The agrarian way of life that had once brought name and fame to a Santa Clara Valley renowned for its apricots had been erased forever in response to the needs of the nation and the demands of the world. Yet it was possible to savor it all just a few hours away, as we realized on our drive to Los Banos.
After a morning filled with food and conversation, we left Los Banos in the heat of the early evening, sailing past rows of almond orchards. Minutes outside Pat’s home was a universe of almonds, with countless trucks lined up, just as the trees in the orchard, by an almond processing plant. 713 acres of almond orchards were on sale at the moment. I wondered who the buyer would be. Our day trip to Pat’s home had given me a glimpse of the past and I wondered how the land around Los Banos would transform a hundred years from now.
About an hour into our drive back home, we reentered Santa Clara county and this return was marked by a perfume. Gilroy stinks of garlic on any given day and on some mornings out in our front yard in Saratoga, I’d felt the sharp odor of garlic and I’d wondered if smells could actually travel through the air over forty miles. Aware that we’d be marauded by garlic fumes, we turned into a shopping plaza for a cup of coffee.
“Oh my god, I can’t bear the smell!” my husband said, scowling, as he opened his car door to grab the chai latte from my hand. I told him that I too was about to faint under the miasma of garlic. Like the durian that I swore to never try in Singapore, I shall leave the world having never tried the garlic ice cream of Gilroy.
Despite the tang of Gilroy, I felt fortunate for the lushness of the land I called home. I knew exactly what Robin Chapman meant when she wrote about how much she missed the scent of the apricot in the Santa Clara Valley. “The fruit of the apricot carries the scent of citrus and jasmine, peach, gardenia, honeysuckle and cardamom,” she writes in her book, while trying to summon up the olfactory experience of an air heavy with ripening apricot.

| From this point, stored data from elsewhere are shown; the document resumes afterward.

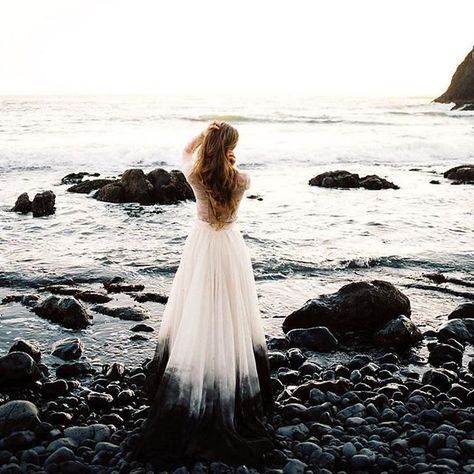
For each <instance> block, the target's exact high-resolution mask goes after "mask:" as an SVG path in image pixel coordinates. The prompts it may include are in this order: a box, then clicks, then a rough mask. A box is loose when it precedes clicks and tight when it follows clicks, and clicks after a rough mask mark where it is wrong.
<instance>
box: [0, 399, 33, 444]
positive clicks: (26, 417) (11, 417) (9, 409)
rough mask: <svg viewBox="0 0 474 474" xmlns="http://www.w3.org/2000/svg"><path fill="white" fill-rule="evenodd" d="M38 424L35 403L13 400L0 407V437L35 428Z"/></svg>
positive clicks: (22, 400) (0, 406) (24, 400)
mask: <svg viewBox="0 0 474 474" xmlns="http://www.w3.org/2000/svg"><path fill="white" fill-rule="evenodd" d="M38 424H39V419H38V408H36V405H34V404H33V403H31V402H28V401H26V400H12V401H10V402H7V403H4V404H3V405H0V436H7V435H9V434H10V433H13V432H15V431H21V430H27V429H30V428H34V427H36V426H37V425H38Z"/></svg>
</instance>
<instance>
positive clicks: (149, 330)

I told her I just couldn’t imagine the smell of it and she had an evocative response for that, too: “All my life I have loved that scent, which is at its richest when an apricot is picked warm in the sunshine.”
Robin Chapman does wear a perfume redolent of the apricot and I don’t believe she was joking when she said that it was the secret of her success. “I have worn it every day for many years now. I love it because it smells like apricots to me.” Called “Fracas”, the French perfume by Robert Piguet is available at Neiman Marcus. I will be wearing it any day now.
Beautifully written piece on CA agriculture then (Silicon Valley) and now - in the Central Valley. Robin Chapman is a good writer. I used to work with her mom Faye in Civil Engineering at Stanford.
Although San Mateo was not part of the Valley of Hearts Delight, we did grow
a Blenheim apricot tree in our backyard when I was a kid. On the day the fruit was ripe - all of it waited for a warm day to ripen all at once) we picked it and stayed up all night canning. My mother hated this but Dad was an apricot nut. He made the best apricot ice cream in San Mateo from the squishy pulp.
During WWII he spent a vacation or two picking apricots around Sunnyvale. One year he ate so many on the job that the foreman had to bring him him home, he was so sick.
The orchard by the Sunnyvale Community Center has a Blenheim apricot orchard and sells them when ripe for a small fortune. Worth it!